Keeping in touch with friends and family via WhatsApp, especially the eldest when he was living in New Zealand, is an imperative and with the opportunity for group chats it's so much more useful than text messaging with of course the option for video calls too.
Then there's the app I use to book gym classes and one to synchronise with the Fitbit on my wrist.
It carries my electronic calendar and To Do List as well as my contacts' telephone numbers and addresses.
It can serve as both a SatNav in the car and to help me find my way on foot, something that has proved itself indispensable on our various travels. Although I still prefer to use a camera for photographs, it connects by wifi to the camera enabling me to transfer photographs seamlessly and then back them up from the phone to the cloud.
Best of all with its internet connection, it's my pocket encyclopedia and fact checker, updater of news and events manager all in one.
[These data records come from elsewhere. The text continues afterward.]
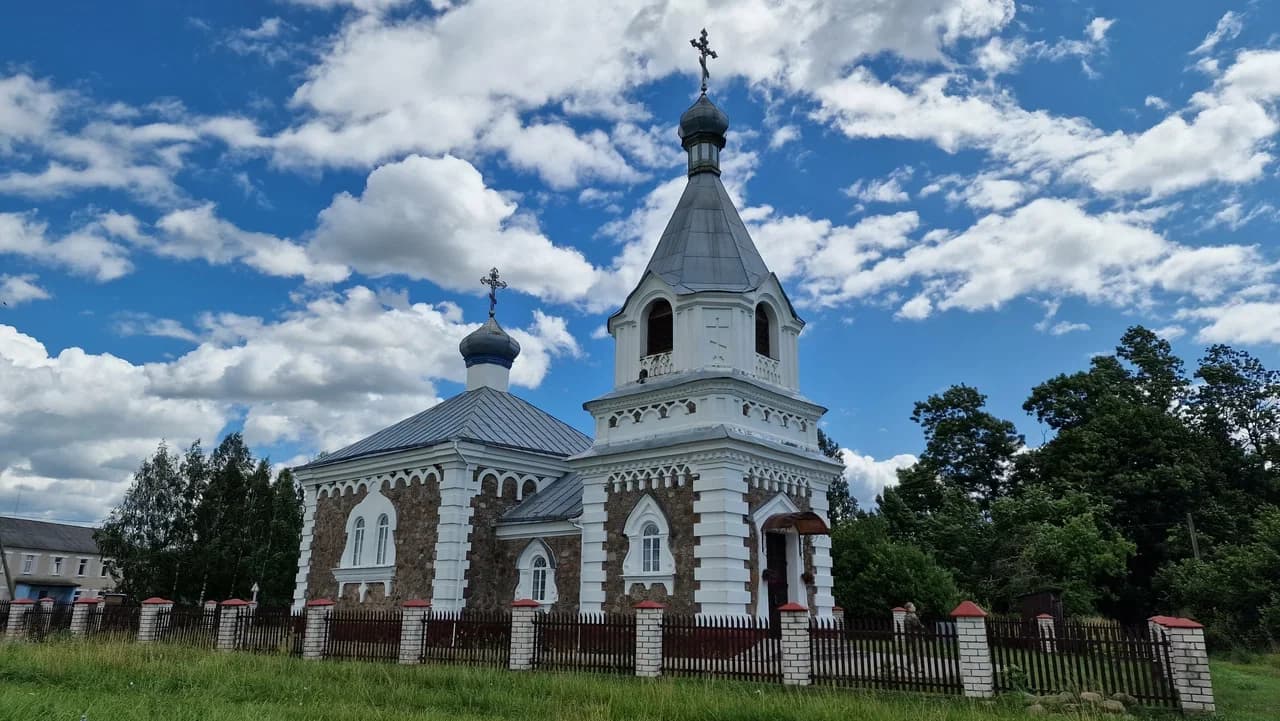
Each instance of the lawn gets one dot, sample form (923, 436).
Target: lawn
(120, 681)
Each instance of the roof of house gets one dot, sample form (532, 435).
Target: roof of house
(560, 501)
(705, 245)
(481, 415)
(46, 535)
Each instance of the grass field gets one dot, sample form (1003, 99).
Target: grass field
(123, 681)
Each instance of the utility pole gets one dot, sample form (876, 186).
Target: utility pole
(1191, 526)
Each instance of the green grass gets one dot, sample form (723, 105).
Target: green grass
(122, 681)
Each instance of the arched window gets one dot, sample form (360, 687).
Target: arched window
(539, 580)
(357, 542)
(384, 530)
(658, 324)
(763, 331)
(650, 552)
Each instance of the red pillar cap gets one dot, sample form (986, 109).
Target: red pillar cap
(968, 610)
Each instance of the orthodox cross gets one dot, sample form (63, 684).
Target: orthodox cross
(494, 283)
(704, 50)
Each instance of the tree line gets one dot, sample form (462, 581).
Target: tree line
(197, 526)
(1155, 492)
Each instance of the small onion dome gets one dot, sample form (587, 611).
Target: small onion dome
(489, 343)
(703, 122)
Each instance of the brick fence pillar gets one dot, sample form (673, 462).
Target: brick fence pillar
(315, 643)
(1189, 661)
(1047, 633)
(233, 621)
(899, 620)
(796, 653)
(976, 669)
(17, 626)
(414, 629)
(649, 638)
(149, 619)
(80, 615)
(522, 637)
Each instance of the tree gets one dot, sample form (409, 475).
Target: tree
(841, 506)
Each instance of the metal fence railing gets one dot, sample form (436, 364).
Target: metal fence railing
(728, 647)
(475, 638)
(366, 635)
(871, 653)
(589, 642)
(1080, 656)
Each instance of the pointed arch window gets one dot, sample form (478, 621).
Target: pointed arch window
(357, 542)
(384, 530)
(659, 327)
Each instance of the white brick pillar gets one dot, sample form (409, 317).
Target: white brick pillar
(149, 619)
(80, 615)
(412, 629)
(649, 638)
(522, 635)
(315, 643)
(17, 626)
(977, 672)
(1047, 633)
(1189, 661)
(234, 619)
(899, 620)
(796, 652)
I can do my banking, order repeat prescriptions, make medical appointments, read library books and listen to podcasts from it. I keep my rail card, and travel tickets on it.
Back in 2014 I was musing as to whether or not retirement would herald a less complicated and simpler lifestyle compatible with the pre-digital age. Now, although I continue to simplify, the one object with which I could not part is that smartphone. It's become such an embedded part of my life that I'm convinced it has helped in the mission to disentangle myself from the intricacies of personal organisation if only by reducing the number of gadgets and papers that would otherwise fill my home.
I know they are often viewed as a scourge of modern living with millions staring seemingly zombie-like at them in restaurants and on public transport but seriously, does anyone now survive without one?